Newswise — A study by researchers at the University of Chicago Medicine shows that when mice that are genetically susceptible to developing inflammatory bowel disease (IBD) were given antibiotics during late pregnancy and the early nursing period, their offspring were more likely to develop an inflammatory condition of the colon that resembles human IBD.
The antibiotic treatment also caused lasting changes in the gut microbiome of mothers that were passed on to their offspring. While their offspring developed disease, adult mice given antibiotics did not see an increase in IBD. This suggests that the timing of antibiotic exposure is crucial, especially during the early developmental period after birth when the immune system is undergoing maturation.
“The newborn mice inherited a very altered, skewed population of microbes,” said Eugene B. Chang, MD, Martin Boyer Professor of Medicine at the University of Chicago, Director of the Microbiome Medicine Program of the Microbiome Center, and senior author of the study, published this week in the journal Cell Reports. “None of the mothers developed IBD, but even though they had the same genetic background, the offspring with an altered microbiome during this critical period of immune development became highly susceptible to the development of colitis.”

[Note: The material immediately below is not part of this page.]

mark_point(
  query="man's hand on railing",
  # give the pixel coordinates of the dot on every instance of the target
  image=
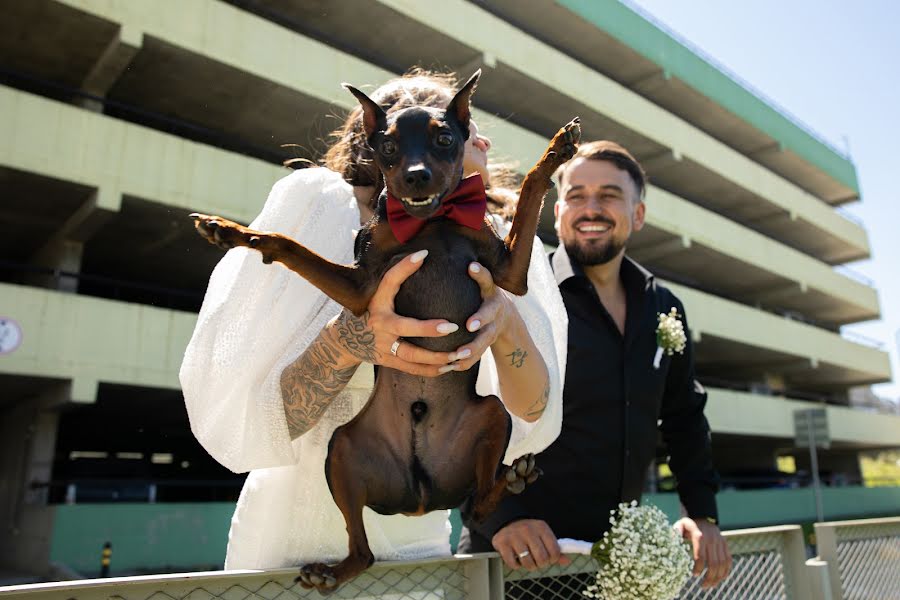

Chang cautioned, however, that these results from an animal study should not be taken as a reason for pregnant women or those nursing newborn infants to avoid antibiotics when they are needed to treat dangerous bacterial infections. Instead, he said, it should serve as a reminder that best practices dictate avoiding casual, indiscriminate over usage ‘just to be safe’, say, for a common cold that is most likely caused by a virus.
“Antibiotics should absolutely be used judiciously when they’re indicated,” Chang said. “But we as physicians should keep in mind the importance of antimicrobial stewardship, because this study suggests that it may have long term consequences that potentially impact health and risk for certain diseases.”
Lasting changes in the gut microbiome
Several epidemiological studies have suggested that exposure to antibiotics during the peripartum period (late pregnancy and the nursing period after birth) increases the risk for IBD in humans. Direct evidence for this association has been lacking, however, because of vast differences in individual gut microbiomes, challenges in controlling for variables, and the limits of conducting clinical experiments in pregnant women and infants.
To address these issues, Jun Miyoshi, MD, PhD, a postdoctoral scholar, and Alexandria Bobe, a graduate student in Chang’s lab, designed a series of experiments with a standard genetic mouse model for IBD to study the timing of antibiotic treatment during the peripartum period and its impact on gut microbes and immune system development in offspring. The researchers gave cefoperazone, a commonly-used antibiotic, to mouse mothers in the late stages of pregnancy through the period that they nursed their pups, i.e. to mimic a common clinical scenario of early antibiotic exposure in humans. None of the adult mice treated with antibiotics developed colitis, but their pups exhibited a high risk for developing colitis compared to those from mothers that were not treated with antibiotics.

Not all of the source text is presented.